A l’inverse, le taux d’épisodes hémorragiques majeurs étaient deux fois plus élevés sous edoxaban, pour atteindre 6,3% (n=33) des patients traités, contre 3,2% (n=17) chez ceux sous daltéparine. Les hémorragies sont plus souvent intestinales avec l’AOD (17 contre 3), tandis que la daltéparine est associée à un peu plus d’hémorragies intracrâniennes (4 contre 2).

Davantage d’hémorragies majeures

Toutefois, même si les saignements cliniquement significatifs apparaissent plus fréquents sous AOD, le nombre d'hémorragies graves de grade 3 et 4 reste similaire, puisqu’elles sont survenues chez 12 patients dans chacun des groupes.

« Il y avait un taux plus faible de récidive de MTVE sous edoxaban, mais ce bénéfice a été contrebalancé par une hausse du risque d’hémorragie majeure. Celles-ci restent toutefois moins graves avec l’AOD », a commenté le Dr Raskob.

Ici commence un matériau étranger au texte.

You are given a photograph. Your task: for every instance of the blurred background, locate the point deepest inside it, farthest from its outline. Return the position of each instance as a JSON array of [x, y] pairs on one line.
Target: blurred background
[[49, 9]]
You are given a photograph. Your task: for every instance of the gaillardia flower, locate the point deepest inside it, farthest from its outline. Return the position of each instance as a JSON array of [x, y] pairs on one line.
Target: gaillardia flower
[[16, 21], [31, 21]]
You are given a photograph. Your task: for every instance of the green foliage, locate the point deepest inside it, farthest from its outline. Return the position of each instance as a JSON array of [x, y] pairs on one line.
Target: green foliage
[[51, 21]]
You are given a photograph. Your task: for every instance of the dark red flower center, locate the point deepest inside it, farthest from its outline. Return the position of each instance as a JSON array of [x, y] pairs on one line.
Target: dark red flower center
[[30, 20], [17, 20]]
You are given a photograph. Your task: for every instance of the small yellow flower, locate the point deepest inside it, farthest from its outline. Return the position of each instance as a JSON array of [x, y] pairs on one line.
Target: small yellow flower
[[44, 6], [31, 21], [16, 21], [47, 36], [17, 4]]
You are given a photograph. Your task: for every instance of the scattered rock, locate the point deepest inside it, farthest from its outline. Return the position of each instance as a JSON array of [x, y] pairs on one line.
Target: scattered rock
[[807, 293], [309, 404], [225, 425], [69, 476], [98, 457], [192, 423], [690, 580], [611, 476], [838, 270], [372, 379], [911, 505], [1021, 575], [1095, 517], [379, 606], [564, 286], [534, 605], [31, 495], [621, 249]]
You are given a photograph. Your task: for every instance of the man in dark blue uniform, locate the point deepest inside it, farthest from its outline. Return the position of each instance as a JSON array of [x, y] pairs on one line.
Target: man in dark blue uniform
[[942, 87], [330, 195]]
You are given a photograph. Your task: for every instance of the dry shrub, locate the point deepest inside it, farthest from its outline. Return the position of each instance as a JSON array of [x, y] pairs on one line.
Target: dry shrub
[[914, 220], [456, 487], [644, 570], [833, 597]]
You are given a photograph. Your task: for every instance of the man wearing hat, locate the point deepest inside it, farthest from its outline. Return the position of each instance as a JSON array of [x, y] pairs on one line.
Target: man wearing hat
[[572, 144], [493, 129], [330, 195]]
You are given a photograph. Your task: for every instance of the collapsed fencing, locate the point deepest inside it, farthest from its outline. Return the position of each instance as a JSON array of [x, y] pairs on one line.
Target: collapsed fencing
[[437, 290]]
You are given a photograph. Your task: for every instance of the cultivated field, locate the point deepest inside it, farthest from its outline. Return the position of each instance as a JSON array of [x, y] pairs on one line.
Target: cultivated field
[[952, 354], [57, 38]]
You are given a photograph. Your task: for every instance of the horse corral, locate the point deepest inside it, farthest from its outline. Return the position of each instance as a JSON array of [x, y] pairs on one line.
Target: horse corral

En terme d’efficacité et de sécurité, « l’edoxaban par voie orale est similaire à la daltéparine en sous-cutanée dans le traitement et la prévention d’une VTE associée au cancer » , a-t-il conclu.

En plus de la prévention des AVC et de l’embolisme systémique chez les patients en fibrillation articulaire non valvulaire, l’edoxaban est le quatrième AOD disponible dans le traitement et la prévention des thromboses veineuses profondes et des embolies pulmonaires.

L’étude a été financée par le laboratoire Dalichi Sankyo.

Le Dr Raskob a déclaré des liens d’intérêt avec BMS, Eli Lilly, Janssen, Johnson & Johnson, Pfizer, Portola:, Boehringer-Ingelheim, Bayer Healthcare et Daiichi Sankyo.